Еще в большей степени, чем массовые акции протеста, режим Путина может дестабилизировать недовольство в рядах российской элиты. Москва полнится слухами о назревающем конфликте между Путиным и Медведевым. Некоторые элементы российской элиты, судя по всему, отлично осознают риски, с которыми сталкивается страна, и опасаются нестабильности, которой может обернуться сосредоточение власти в руках Путина. Некоторые его действия, например, 'энергетическая война' с Украиной, уже не отвечают интересам значительной части элиты, поскольку прекращение газовых поставок в Европу означает для России потерю доходов.

Однако шансы на 'ренессанс' либерализма в России в результате крушения путинского 'общественного договора' крайне невелики. Представление о России как о стране, где общество настроено либерально, но его стремления злонамеренно подавляются кучкой бывших агентов КГБ, абсолютно не соответствует действительности. Печальную истину в свое время сформулировал Михаил Ходорковский, находящийся за решеткой экс-владелец разгромленной Кремлем нефтяной компании 'ЮКОС': Путин - 'либеральнее и демократичнее 70% населения'. Кроме того, в отличие от последних советских лидеров, вызывавших у народа лишь презрение, Путин даже сегодня пользуется реальной популярностью.

Самый негативный - и, возможно, самый долгосрочный - результат деятельности Путина связан с тем, что он потворствовал худшим инстинктам россиян. Вместо того, чтобы укреплять в соотечественниках чувство гордости тем, что Россия в 1991 г. одолела советский режим, он нагнетал в людях ощущение униженности и поражения, а значит и желание отомстить. Отчасти этому способствовали и действия других стран: американские ястребы, триумфально заявляющие, что их прежнего противника по 'холодной войне' можно окончательно списать со счетов, помогают Путину не меньше, чем некоторые европейские политики, проводящие по отношению к нему политику 'умиротворения'.

Одновременно Путин искореняет в обществе саднящее чувство неловкости и стыда из-за кровавого прошлого самой России, включая и печально знаменитый сталинский 'перелом'. Сегодня в российских учебниках Сталин характеризуется как 'эффективный менеджер', возглавивший процесс индустриализации. С помощью государственного телевидения Путин нагнетает не только национализм, но и новую волну антиамериканизма.
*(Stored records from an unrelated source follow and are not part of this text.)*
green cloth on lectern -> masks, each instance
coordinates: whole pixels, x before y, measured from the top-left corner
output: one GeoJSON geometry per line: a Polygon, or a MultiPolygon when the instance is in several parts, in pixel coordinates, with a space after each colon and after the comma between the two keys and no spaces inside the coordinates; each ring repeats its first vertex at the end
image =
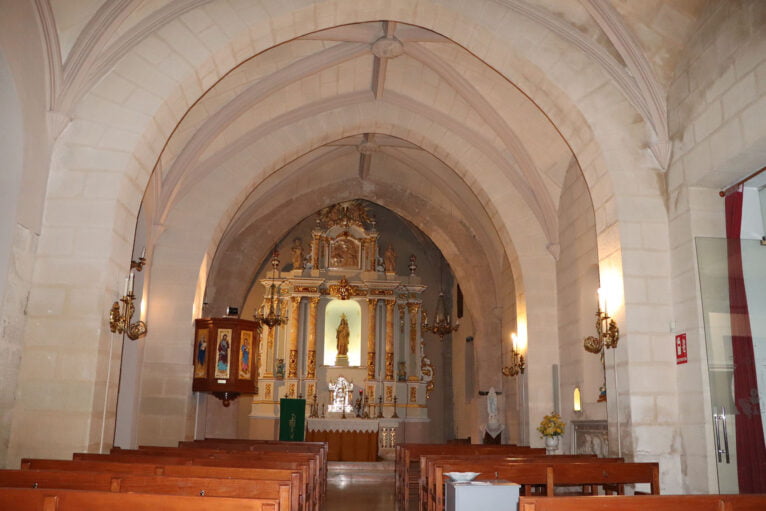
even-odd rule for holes
{"type": "Polygon", "coordinates": [[[303,442],[306,431],[306,400],[279,400],[279,440],[303,442]]]}

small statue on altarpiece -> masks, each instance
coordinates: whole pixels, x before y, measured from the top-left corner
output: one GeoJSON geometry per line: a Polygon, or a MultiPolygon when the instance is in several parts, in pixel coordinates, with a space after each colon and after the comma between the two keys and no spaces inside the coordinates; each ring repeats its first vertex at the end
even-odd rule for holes
{"type": "Polygon", "coordinates": [[[396,273],[396,250],[391,245],[388,245],[386,248],[386,252],[383,254],[383,261],[386,273],[396,273]]]}
{"type": "Polygon", "coordinates": [[[351,330],[349,329],[346,315],[341,314],[340,324],[338,325],[338,330],[335,334],[335,339],[337,341],[336,347],[338,349],[339,356],[348,355],[348,342],[349,342],[350,335],[351,335],[351,330]]]}
{"type": "Polygon", "coordinates": [[[293,256],[293,270],[303,269],[303,243],[300,238],[293,240],[293,246],[290,249],[293,256]]]}

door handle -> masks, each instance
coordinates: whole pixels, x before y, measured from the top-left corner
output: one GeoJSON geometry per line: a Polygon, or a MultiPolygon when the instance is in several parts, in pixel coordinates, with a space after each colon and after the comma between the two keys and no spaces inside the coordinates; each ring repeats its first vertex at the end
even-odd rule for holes
{"type": "Polygon", "coordinates": [[[715,454],[718,457],[718,463],[721,463],[721,454],[723,454],[721,450],[721,433],[719,431],[720,420],[718,413],[713,408],[713,440],[715,440],[715,454]]]}
{"type": "Polygon", "coordinates": [[[726,408],[721,407],[721,423],[723,424],[723,452],[726,455],[726,463],[731,463],[729,458],[729,434],[726,432],[726,408]]]}

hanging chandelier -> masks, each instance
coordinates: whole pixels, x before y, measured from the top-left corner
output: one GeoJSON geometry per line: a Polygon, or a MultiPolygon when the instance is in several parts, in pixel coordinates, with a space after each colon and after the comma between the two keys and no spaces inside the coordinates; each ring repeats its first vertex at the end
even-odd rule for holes
{"type": "Polygon", "coordinates": [[[264,300],[261,309],[253,314],[253,318],[256,321],[269,328],[274,328],[276,325],[284,325],[287,322],[287,318],[279,314],[277,307],[277,300],[279,298],[276,285],[277,268],[279,268],[279,252],[274,248],[274,253],[271,256],[271,285],[269,286],[269,294],[264,300]],[[268,312],[266,312],[266,301],[269,303],[268,312]]]}
{"type": "Polygon", "coordinates": [[[431,332],[433,334],[436,334],[439,336],[439,340],[444,340],[445,335],[449,335],[452,332],[457,332],[457,329],[460,328],[460,320],[455,321],[455,324],[452,324],[452,319],[450,315],[447,313],[447,307],[444,304],[444,286],[443,286],[443,278],[444,278],[444,259],[441,260],[441,274],[440,274],[440,282],[439,282],[439,298],[436,299],[436,310],[434,311],[434,322],[433,324],[430,324],[428,322],[428,314],[425,311],[425,308],[423,310],[423,321],[421,323],[421,327],[426,332],[431,332]]]}

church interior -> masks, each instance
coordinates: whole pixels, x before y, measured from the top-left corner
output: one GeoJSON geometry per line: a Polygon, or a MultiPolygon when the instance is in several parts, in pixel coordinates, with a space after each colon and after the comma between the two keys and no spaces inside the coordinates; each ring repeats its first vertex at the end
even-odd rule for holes
{"type": "Polygon", "coordinates": [[[766,493],[766,2],[0,0],[0,112],[0,468],[305,400],[766,493]]]}

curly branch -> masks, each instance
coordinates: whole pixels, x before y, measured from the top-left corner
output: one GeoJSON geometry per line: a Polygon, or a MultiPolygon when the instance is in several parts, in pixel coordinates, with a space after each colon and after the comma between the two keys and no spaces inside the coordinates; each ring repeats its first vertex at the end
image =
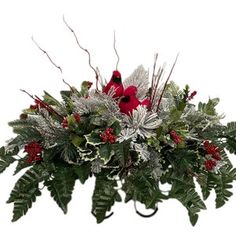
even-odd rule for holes
{"type": "Polygon", "coordinates": [[[47,53],[47,51],[45,51],[44,49],[42,49],[39,44],[34,40],[33,36],[31,37],[32,41],[34,42],[34,44],[38,47],[38,49],[40,51],[42,51],[46,56],[47,58],[49,59],[49,61],[58,69],[60,70],[61,74],[62,74],[62,68],[60,66],[58,66],[53,60],[52,58],[49,56],[49,54],[47,53]]]}
{"type": "Polygon", "coordinates": [[[85,51],[85,52],[88,54],[88,63],[89,63],[90,68],[91,68],[91,69],[94,71],[94,73],[95,73],[95,76],[96,76],[96,90],[98,90],[98,78],[99,78],[99,76],[98,76],[97,70],[96,70],[96,69],[92,66],[92,64],[91,64],[91,55],[90,55],[90,52],[89,52],[87,49],[85,49],[84,47],[81,46],[81,44],[79,43],[79,40],[78,40],[78,37],[77,37],[75,31],[69,26],[69,24],[67,23],[67,21],[66,21],[64,15],[63,15],[63,22],[65,23],[66,27],[71,31],[71,33],[74,35],[75,41],[76,41],[77,45],[79,46],[79,48],[82,49],[83,51],[85,51]]]}
{"type": "Polygon", "coordinates": [[[117,49],[116,49],[116,32],[115,32],[115,31],[114,31],[114,43],[113,43],[113,48],[114,48],[115,53],[116,53],[116,56],[117,56],[116,70],[118,70],[118,65],[119,65],[119,62],[120,62],[120,57],[119,57],[119,54],[118,54],[117,49]]]}
{"type": "Polygon", "coordinates": [[[173,66],[171,67],[170,73],[169,73],[169,75],[168,75],[168,77],[167,77],[167,79],[166,79],[166,82],[165,82],[165,84],[164,84],[163,90],[162,90],[162,92],[161,92],[160,99],[159,99],[158,105],[157,105],[157,112],[159,111],[162,97],[163,97],[163,95],[164,95],[164,92],[165,92],[165,90],[166,90],[166,86],[167,86],[167,84],[168,84],[168,82],[169,82],[169,80],[170,80],[170,77],[171,77],[171,75],[172,75],[172,72],[173,72],[173,70],[174,70],[174,68],[175,68],[175,65],[176,65],[176,62],[177,62],[177,60],[178,60],[178,57],[179,57],[179,53],[177,54],[177,56],[176,56],[176,58],[175,58],[174,64],[173,64],[173,66]]]}

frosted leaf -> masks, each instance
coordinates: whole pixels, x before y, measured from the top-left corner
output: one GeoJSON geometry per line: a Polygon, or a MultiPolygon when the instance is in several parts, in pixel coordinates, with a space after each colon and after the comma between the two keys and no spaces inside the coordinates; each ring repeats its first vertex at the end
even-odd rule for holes
{"type": "Polygon", "coordinates": [[[65,129],[57,121],[49,116],[46,109],[40,109],[41,115],[30,116],[28,120],[36,122],[34,128],[44,137],[44,145],[49,148],[55,144],[60,137],[65,136],[65,129]]]}
{"type": "Polygon", "coordinates": [[[78,97],[72,95],[72,101],[74,104],[74,111],[80,115],[89,114],[95,112],[99,108],[105,109],[105,112],[101,114],[101,119],[120,119],[121,113],[117,102],[109,95],[98,92],[90,92],[89,98],[78,97]]]}
{"type": "Polygon", "coordinates": [[[160,162],[161,162],[160,154],[155,151],[151,151],[149,165],[152,168],[152,176],[155,180],[159,180],[160,177],[164,174],[160,162]]]}
{"type": "Polygon", "coordinates": [[[137,137],[137,134],[135,132],[135,129],[133,128],[124,128],[121,130],[120,134],[117,137],[117,141],[119,143],[122,143],[129,139],[135,139],[137,137]]]}
{"type": "Polygon", "coordinates": [[[143,66],[140,65],[127,79],[124,80],[124,89],[131,85],[136,86],[138,89],[137,98],[139,100],[143,100],[148,93],[148,76],[148,71],[146,71],[143,66]]]}
{"type": "Polygon", "coordinates": [[[101,159],[95,159],[91,162],[91,171],[95,174],[98,174],[102,171],[104,163],[101,159]]]}
{"type": "Polygon", "coordinates": [[[131,142],[130,146],[134,151],[136,151],[139,154],[140,159],[142,159],[143,161],[149,160],[150,152],[148,151],[147,145],[145,143],[131,142]]]}
{"type": "Polygon", "coordinates": [[[125,116],[124,123],[128,128],[135,130],[135,133],[142,138],[149,138],[155,134],[155,129],[161,124],[157,113],[149,112],[145,107],[138,106],[133,110],[131,116],[125,116]]]}

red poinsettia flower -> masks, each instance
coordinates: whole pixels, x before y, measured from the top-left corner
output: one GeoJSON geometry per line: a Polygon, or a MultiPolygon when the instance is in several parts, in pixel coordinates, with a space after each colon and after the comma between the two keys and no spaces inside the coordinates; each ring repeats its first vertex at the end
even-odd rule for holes
{"type": "Polygon", "coordinates": [[[119,71],[115,70],[113,71],[111,80],[109,83],[103,88],[103,93],[108,94],[110,89],[113,88],[115,91],[115,94],[113,95],[113,98],[118,98],[123,95],[124,87],[122,84],[121,74],[119,71]]]}

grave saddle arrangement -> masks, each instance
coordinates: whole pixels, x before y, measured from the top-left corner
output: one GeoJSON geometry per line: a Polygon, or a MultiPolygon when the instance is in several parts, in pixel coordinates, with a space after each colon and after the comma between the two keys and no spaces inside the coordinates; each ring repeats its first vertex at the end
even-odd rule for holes
{"type": "MultiPolygon", "coordinates": [[[[154,215],[159,203],[176,199],[192,225],[212,190],[216,208],[222,207],[236,180],[227,155],[236,154],[236,122],[220,122],[219,99],[194,105],[197,92],[170,81],[175,63],[168,76],[164,67],[156,69],[157,55],[151,79],[139,66],[124,80],[116,69],[106,82],[66,26],[88,54],[96,86],[92,89],[91,81],[80,89],[67,84],[62,101],[47,92],[43,98],[28,94],[34,104],[9,123],[16,136],[0,148],[0,172],[12,163],[17,163],[15,175],[24,171],[7,201],[14,204],[12,221],[27,213],[43,187],[66,213],[75,182],[84,184],[90,177],[95,178],[91,212],[98,223],[113,214],[121,191],[143,217],[154,215]],[[136,203],[153,212],[141,213],[136,203]]],[[[114,49],[117,53],[115,41],[114,49]]]]}

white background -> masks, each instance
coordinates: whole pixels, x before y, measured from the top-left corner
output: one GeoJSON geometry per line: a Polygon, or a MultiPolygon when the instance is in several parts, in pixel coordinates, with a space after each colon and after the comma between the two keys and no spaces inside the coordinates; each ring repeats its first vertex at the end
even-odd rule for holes
{"type": "MultiPolygon", "coordinates": [[[[198,91],[198,100],[221,98],[219,112],[226,121],[236,120],[236,6],[235,1],[210,0],[0,0],[0,144],[12,137],[7,122],[14,120],[32,100],[19,91],[26,89],[56,97],[66,86],[61,75],[32,43],[31,36],[64,70],[64,78],[79,86],[94,80],[87,57],[62,22],[64,14],[81,44],[88,48],[92,63],[109,79],[115,69],[113,31],[117,33],[119,70],[128,76],[139,64],[152,67],[154,52],[159,63],[169,67],[179,52],[172,79],[198,91]]],[[[232,156],[236,165],[236,159],[232,156]]],[[[214,194],[208,210],[196,227],[188,222],[185,209],[176,201],[160,205],[155,217],[143,219],[132,204],[117,204],[114,216],[97,225],[90,214],[93,180],[77,184],[66,216],[44,190],[33,209],[12,224],[12,205],[6,205],[16,177],[13,168],[0,176],[1,235],[234,235],[236,195],[222,209],[214,209],[214,194]]],[[[236,186],[235,186],[236,187],[236,186]]],[[[236,191],[234,190],[236,194],[236,191]]]]}

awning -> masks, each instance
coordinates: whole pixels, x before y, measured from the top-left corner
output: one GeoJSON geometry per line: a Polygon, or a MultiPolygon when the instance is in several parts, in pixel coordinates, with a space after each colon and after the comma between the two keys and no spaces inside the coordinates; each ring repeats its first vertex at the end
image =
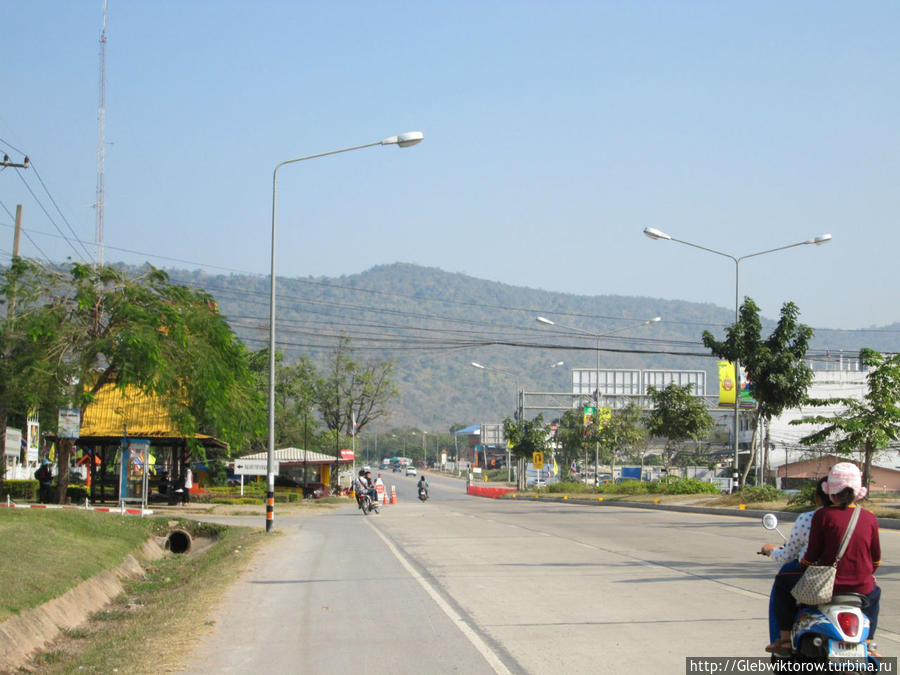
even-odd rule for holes
{"type": "Polygon", "coordinates": [[[352,450],[341,450],[341,459],[354,459],[352,450]]]}

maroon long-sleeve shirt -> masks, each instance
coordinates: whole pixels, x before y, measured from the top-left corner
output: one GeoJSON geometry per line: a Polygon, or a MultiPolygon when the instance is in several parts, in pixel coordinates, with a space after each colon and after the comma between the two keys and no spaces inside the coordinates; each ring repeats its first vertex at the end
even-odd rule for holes
{"type": "MultiPolygon", "coordinates": [[[[801,559],[803,565],[831,565],[841,547],[844,531],[853,510],[832,504],[816,511],[810,523],[809,546],[801,559]]],[[[856,529],[844,557],[838,563],[834,580],[835,593],[863,593],[875,587],[872,576],[881,563],[881,543],[878,539],[878,519],[871,511],[860,508],[856,529]]]]}

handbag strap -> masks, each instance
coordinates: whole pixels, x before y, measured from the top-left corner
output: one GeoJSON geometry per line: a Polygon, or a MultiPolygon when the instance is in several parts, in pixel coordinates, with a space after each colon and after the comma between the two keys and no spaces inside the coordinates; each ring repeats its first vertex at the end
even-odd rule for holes
{"type": "Polygon", "coordinates": [[[850,516],[850,522],[847,523],[847,529],[844,530],[844,538],[841,539],[841,547],[838,549],[837,557],[834,559],[834,567],[837,568],[837,564],[841,561],[841,558],[844,557],[844,553],[847,551],[847,546],[850,544],[850,537],[853,536],[853,530],[856,529],[856,521],[859,520],[859,510],[862,507],[857,505],[853,508],[853,515],[850,516]]]}

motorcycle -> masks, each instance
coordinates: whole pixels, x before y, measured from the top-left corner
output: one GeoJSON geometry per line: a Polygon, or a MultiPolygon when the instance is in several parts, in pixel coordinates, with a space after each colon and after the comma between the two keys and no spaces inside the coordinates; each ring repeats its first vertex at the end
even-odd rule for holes
{"type": "MultiPolygon", "coordinates": [[[[774,513],[764,515],[762,525],[787,542],[774,513]]],[[[815,607],[800,605],[791,629],[791,653],[773,654],[772,662],[824,663],[848,671],[867,670],[871,664],[877,670],[879,661],[869,654],[866,643],[869,618],[862,610],[868,602],[865,595],[842,593],[815,607]]]]}
{"type": "Polygon", "coordinates": [[[422,488],[419,488],[419,499],[422,500],[423,502],[424,502],[426,499],[428,499],[428,490],[426,490],[426,489],[423,488],[423,487],[422,487],[422,488]]]}
{"type": "Polygon", "coordinates": [[[369,496],[368,492],[364,492],[359,496],[359,508],[362,509],[363,515],[367,516],[372,511],[375,513],[380,513],[378,508],[378,502],[373,500],[372,497],[369,496]]]}

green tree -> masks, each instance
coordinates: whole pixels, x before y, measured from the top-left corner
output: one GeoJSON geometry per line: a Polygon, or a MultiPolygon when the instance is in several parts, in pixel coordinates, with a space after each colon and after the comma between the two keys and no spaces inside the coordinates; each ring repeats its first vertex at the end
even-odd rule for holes
{"type": "Polygon", "coordinates": [[[610,470],[615,475],[616,459],[634,452],[647,440],[644,412],[636,403],[614,410],[612,417],[599,430],[600,446],[609,455],[610,470]]]}
{"type": "MultiPolygon", "coordinates": [[[[798,322],[800,310],[786,302],[772,334],[762,339],[759,307],[744,298],[736,324],[726,328],[724,341],[703,332],[703,344],[719,358],[739,361],[747,370],[753,397],[758,404],[759,419],[766,428],[765,448],[768,456],[769,423],[787,408],[796,408],[806,398],[812,383],[812,368],[804,363],[813,329],[798,322]]],[[[746,482],[752,462],[747,463],[742,483],[746,482]]]]}
{"type": "MultiPolygon", "coordinates": [[[[59,277],[25,258],[0,270],[0,448],[7,424],[23,426],[31,411],[56,420],[61,403],[57,376],[62,308],[51,296],[59,277]]],[[[53,428],[45,422],[45,430],[53,428]]],[[[0,462],[0,478],[6,466],[0,462]]]]}
{"type": "Polygon", "coordinates": [[[566,410],[559,420],[556,432],[559,443],[560,463],[566,471],[573,461],[584,463],[587,453],[593,451],[594,439],[584,428],[584,413],[581,408],[566,410]]]}
{"type": "Polygon", "coordinates": [[[866,376],[868,391],[863,399],[807,399],[812,406],[843,405],[834,416],[815,415],[792,420],[791,424],[823,424],[822,429],[800,439],[803,445],[816,445],[837,437],[834,449],[849,455],[862,449],[863,485],[871,478],[872,457],[891,442],[900,440],[900,354],[885,356],[872,349],[862,349],[859,360],[871,369],[866,376]]]}
{"type": "MultiPolygon", "coordinates": [[[[212,296],[172,284],[149,265],[129,277],[73,264],[56,293],[66,303],[60,381],[74,383],[67,394],[82,419],[97,392],[113,384],[155,396],[189,442],[206,433],[241,447],[262,433],[265,405],[247,351],[212,296]]],[[[59,446],[63,502],[72,443],[59,446]]]]}
{"type": "MultiPolygon", "coordinates": [[[[260,395],[269,395],[269,350],[260,349],[250,355],[260,395]]],[[[315,412],[315,387],[318,374],[306,356],[286,365],[284,354],[275,352],[275,445],[276,447],[311,448],[321,431],[315,412]]],[[[252,449],[266,447],[267,438],[259,438],[252,449]]]]}
{"type": "Polygon", "coordinates": [[[677,385],[674,382],[665,389],[647,388],[647,394],[653,401],[653,410],[647,417],[647,430],[654,436],[666,439],[666,468],[671,466],[679,444],[688,440],[700,441],[713,427],[706,404],[691,394],[692,388],[692,384],[677,385]]]}
{"type": "Polygon", "coordinates": [[[548,429],[544,424],[544,416],[534,419],[503,420],[503,432],[509,451],[519,460],[519,471],[516,474],[516,489],[522,489],[525,482],[524,464],[531,459],[532,453],[544,452],[547,449],[548,429]]]}
{"type": "MultiPolygon", "coordinates": [[[[390,361],[371,364],[356,361],[349,338],[338,341],[324,375],[316,380],[314,387],[319,412],[325,426],[334,432],[336,444],[341,433],[351,433],[354,421],[359,433],[389,412],[389,403],[399,395],[390,379],[392,371],[390,361]]],[[[337,445],[334,449],[337,456],[337,445]]]]}

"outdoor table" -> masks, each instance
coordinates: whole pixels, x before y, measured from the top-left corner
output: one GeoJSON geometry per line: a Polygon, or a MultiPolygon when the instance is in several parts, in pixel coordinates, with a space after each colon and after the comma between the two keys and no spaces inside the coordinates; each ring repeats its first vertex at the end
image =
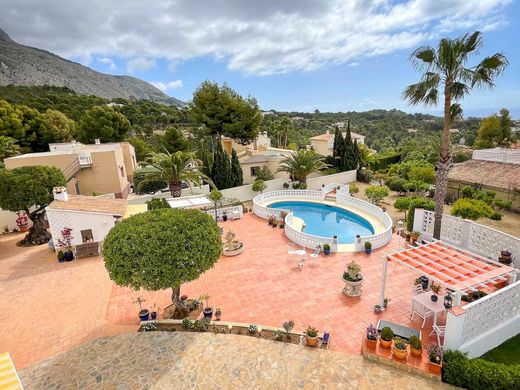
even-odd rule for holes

В девяностых такие настроения были характерны в основном для 'твердокаменных' коммунистов из старшего поколения. Сегодня они прочно укоренились даже в сознании шестнадцатилетних пользователей интернета.

Придя к власти десять лет назад, Путин разбередил дремлющую ностальгию по утраченной советской империи. 'Это болезнь, - предупреждал бывший премьер-либерал Егор Гайдар, - и Россия проходит через ее опасную стадию'. Эта опасность стала еще реальнее в условиях сегодняшнего кризиса, когда экономика рушится, материальные затруднения нарастает, а власти все больше охватывает отчаяние, побуждающее опираться на репрессии и национализм. И ответ на вопрос, сможет ли Россия 'выздороветь', или поддастся этой болезни, может иметь для безопасности всего мира столь же важное значение, как и в год 'великого перелома'.